Project Overview
Vietnam ICU Translational Applications Laboratory (VITAL) Project
VITAL is a unique multidisciplinary project, funded by the Wellcome Trust as part of its Innovations for Impact strategy, providing ICU/critical care innovation in resource-limited settings. The project is a collaboration between The Hospital for Tropical Diseases and Oxford University Clinical Research Unit, in Ho Chi Minh City, the University of Oxford, Imperial College London, King’s College London, ETH Zurich and the University of Melbourne.
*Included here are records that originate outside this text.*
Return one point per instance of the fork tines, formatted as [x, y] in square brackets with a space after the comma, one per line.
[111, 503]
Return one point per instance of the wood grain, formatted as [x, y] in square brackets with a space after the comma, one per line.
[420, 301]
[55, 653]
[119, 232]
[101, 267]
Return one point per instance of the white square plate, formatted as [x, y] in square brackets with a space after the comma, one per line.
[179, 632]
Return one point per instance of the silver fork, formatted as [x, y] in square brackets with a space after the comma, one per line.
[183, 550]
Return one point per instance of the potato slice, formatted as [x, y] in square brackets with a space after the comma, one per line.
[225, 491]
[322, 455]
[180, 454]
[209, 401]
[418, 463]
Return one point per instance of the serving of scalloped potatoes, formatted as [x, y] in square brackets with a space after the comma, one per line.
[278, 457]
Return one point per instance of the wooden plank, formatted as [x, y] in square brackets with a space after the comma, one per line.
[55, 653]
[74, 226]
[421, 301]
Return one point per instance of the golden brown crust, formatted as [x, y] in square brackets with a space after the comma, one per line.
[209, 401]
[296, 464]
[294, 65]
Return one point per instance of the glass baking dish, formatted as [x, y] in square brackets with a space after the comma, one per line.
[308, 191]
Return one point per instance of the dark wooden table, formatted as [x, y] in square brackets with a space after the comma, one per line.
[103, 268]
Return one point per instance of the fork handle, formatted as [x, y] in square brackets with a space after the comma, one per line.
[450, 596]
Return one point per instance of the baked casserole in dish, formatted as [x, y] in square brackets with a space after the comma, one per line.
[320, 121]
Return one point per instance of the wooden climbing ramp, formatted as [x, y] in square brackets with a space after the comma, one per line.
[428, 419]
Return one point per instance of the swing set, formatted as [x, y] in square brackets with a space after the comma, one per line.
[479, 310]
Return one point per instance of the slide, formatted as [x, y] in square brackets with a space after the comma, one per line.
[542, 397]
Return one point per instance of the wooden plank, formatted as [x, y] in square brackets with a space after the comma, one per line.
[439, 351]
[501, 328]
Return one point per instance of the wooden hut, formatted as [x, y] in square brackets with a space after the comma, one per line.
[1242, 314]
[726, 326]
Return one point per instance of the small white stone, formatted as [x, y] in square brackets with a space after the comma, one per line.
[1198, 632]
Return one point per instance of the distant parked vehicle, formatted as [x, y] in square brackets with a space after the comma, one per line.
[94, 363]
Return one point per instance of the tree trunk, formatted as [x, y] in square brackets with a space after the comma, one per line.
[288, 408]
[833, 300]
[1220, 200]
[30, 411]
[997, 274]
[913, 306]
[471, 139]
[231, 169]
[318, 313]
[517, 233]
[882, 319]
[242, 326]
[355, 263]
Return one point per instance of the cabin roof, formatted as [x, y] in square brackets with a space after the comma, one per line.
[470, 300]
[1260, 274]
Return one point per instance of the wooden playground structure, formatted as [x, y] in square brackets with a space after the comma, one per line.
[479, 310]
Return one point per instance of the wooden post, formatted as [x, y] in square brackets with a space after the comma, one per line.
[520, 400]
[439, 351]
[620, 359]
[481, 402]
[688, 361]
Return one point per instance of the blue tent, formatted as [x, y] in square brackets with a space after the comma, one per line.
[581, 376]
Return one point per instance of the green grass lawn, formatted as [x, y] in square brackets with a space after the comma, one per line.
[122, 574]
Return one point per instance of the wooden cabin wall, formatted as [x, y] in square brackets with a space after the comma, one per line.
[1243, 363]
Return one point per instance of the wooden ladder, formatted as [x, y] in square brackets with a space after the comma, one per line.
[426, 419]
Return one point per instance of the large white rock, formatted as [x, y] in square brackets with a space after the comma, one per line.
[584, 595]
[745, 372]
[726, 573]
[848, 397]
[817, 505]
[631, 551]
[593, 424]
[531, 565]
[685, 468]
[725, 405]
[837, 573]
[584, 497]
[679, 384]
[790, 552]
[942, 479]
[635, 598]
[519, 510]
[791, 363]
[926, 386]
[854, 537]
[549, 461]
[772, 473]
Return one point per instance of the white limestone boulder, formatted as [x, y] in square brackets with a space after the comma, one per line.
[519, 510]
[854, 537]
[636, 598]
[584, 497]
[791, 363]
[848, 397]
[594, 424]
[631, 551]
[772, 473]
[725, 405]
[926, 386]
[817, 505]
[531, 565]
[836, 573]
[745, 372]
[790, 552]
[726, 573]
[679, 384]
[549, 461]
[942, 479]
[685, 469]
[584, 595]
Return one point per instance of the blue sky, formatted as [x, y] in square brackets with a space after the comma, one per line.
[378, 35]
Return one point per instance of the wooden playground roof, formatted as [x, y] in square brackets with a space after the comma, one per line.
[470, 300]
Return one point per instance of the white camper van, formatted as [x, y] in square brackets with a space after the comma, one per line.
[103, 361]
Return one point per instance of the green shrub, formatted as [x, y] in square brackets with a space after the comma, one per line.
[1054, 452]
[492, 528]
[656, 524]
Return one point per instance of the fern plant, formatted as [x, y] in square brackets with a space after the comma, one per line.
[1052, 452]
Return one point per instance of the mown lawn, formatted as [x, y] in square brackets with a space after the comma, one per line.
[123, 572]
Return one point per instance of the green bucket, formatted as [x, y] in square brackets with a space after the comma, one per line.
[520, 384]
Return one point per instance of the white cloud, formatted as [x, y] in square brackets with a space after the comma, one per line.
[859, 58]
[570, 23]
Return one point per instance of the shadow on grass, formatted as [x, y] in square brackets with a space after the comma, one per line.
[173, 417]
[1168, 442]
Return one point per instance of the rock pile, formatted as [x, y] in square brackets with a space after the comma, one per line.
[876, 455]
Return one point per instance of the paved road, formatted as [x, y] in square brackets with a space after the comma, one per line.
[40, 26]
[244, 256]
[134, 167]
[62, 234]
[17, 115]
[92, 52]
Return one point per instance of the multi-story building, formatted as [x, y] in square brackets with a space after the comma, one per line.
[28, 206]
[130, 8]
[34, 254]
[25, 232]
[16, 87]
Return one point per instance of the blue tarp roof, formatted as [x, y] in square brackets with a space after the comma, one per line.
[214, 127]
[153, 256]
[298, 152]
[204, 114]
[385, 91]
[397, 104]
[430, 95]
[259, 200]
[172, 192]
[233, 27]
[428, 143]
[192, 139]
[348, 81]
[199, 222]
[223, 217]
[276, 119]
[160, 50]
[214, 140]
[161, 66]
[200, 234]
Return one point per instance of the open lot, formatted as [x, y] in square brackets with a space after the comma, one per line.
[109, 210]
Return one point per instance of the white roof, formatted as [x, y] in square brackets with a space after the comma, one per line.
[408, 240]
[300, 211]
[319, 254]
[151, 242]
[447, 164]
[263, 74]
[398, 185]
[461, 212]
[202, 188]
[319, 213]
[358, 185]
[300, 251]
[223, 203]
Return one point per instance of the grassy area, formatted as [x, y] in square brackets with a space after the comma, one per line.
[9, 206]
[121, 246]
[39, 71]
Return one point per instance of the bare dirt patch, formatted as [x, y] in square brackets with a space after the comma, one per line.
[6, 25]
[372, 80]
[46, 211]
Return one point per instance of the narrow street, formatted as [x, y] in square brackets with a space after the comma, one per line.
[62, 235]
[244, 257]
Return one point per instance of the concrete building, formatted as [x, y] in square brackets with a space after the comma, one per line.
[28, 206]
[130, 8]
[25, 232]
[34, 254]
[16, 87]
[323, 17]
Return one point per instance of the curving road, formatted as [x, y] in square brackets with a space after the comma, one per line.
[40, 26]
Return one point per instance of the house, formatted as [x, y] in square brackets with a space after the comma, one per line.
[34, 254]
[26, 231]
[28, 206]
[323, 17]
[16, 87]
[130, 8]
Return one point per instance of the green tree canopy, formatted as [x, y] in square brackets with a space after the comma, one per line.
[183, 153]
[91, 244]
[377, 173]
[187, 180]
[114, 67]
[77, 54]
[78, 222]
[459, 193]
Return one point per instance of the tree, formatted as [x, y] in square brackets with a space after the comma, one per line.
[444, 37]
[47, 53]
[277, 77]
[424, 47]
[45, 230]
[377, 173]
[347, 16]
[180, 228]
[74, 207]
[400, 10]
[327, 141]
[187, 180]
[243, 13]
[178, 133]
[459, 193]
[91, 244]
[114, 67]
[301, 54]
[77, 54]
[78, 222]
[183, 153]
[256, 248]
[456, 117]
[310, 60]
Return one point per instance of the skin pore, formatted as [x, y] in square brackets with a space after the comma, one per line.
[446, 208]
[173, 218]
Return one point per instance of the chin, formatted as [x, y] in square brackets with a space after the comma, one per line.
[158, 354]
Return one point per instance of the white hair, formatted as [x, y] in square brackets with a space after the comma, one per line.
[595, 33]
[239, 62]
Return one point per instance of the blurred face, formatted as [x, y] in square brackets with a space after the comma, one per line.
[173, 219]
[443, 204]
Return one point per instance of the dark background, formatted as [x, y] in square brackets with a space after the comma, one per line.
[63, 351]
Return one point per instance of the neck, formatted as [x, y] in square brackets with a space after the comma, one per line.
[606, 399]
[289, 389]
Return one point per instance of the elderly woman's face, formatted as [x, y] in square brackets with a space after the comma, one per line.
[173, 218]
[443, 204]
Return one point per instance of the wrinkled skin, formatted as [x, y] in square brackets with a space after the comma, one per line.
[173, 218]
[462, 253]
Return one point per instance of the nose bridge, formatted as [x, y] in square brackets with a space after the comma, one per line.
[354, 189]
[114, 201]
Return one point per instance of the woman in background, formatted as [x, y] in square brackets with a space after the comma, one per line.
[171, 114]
The project brings together clinicians, biomedical engineers, physiotherapists, computational and social scientists aiming to use innovative approaches to improve the care of critically ill patients in low and middle income settings, focusing on diseases which cause significant morbidity and mortality.
The project aims to use state-of-the-art ways to enhance diagnosis and treatment utilizing machine learning, novel technologies and computational science in 4 specific diseases: sepsis, dengue, tetanus and tuberculous meningitis, using low-cost tools that are suitable use in the management of other life-threatening conditions and for scale-up and use in a wider setting. This involves work involving 5 main areas:
Physiological monitoring: Firstly, we aim to evaluate the feasibility of using lower cost wearable devices to monitor heart rate and blood oxygen as an alternative to costly and conventional ICU monitors. Additionally we will develop new monitoring devices specifically for the diseases common in our setting, for example in dengue we are developing novel wearable sensors and a bioimpedance device to improve detection of disease progression and monitor fluid leakage from blood vessels.
Imaging: The use of imaging, such as MRI scans or ultrasound is often limited by lack of trained people to perform or interpret scans. We are working on ways to enhance the role of imaging in critically ill patients, for example using deep learning to automatically analyze MRI images in TB meningitis. And to help less experienced practitioners carry out and interpret ultrasound scans, focusing on cardiac and lung ultrasound in the management of shock in the ICU.
Clinical decision support systems (CDSS): To be able to support busy hospital staff, often working in demanding and crowded conditions, we are developing tools to help medical teams identify patients at risk of deterioration and assist in their management. We plan to use machine learning algorithms and artificial intelligence utilizing simple clinical parameters and monitoring data such as heart rate to develop CDSS in sepsis and dengue.
Recovery from critical illness: Highly trained multidisciplinary rehabilitation teams to help patients recover from critical illness are expensive and rarely available in resource-limited settings. We are developing ways to allow non-experts to decide which patients are most likely to benefit from rehabilitation and develop devices and tools to aid this process, for example designing low-cost equipment suitable for use in the ICU and using machine learning to predict which patients can be safely discharged.
Translation and Ensuring success: To ensure that the innovations are suitable for eventual uptake and scale up, our work will be performed in collaboration with eventual end-users. A dedicated team of researchers will work with policy makers, clinical staff and patients to understand what are the most important features required and how our innovations will function within the wider healthcare landscape of the country and region.
The VITAL project has 5 main themes, each with sub-themes and designated leaders that will address the project aims.
Monitoring
Developing new devices, or testing existing devices, including point-of-care ultrasound, that will enable lost-cost capture and monitoring of key clinical and physiological variables in critically ill patients.
Decision Support
Using artificial intelligence and computer-assisted and machine learning to devise clinical decision-support systems (CDSS) from clinical, physiological, and imaging data.
Rehabilitation
Investigating whether interventions such as in-bed cycling and rectus femoris ultrasound can aid physical rehabilitation within ICU, and whether low-cost wearable devices can promote or predict better functional recovery after critical illness.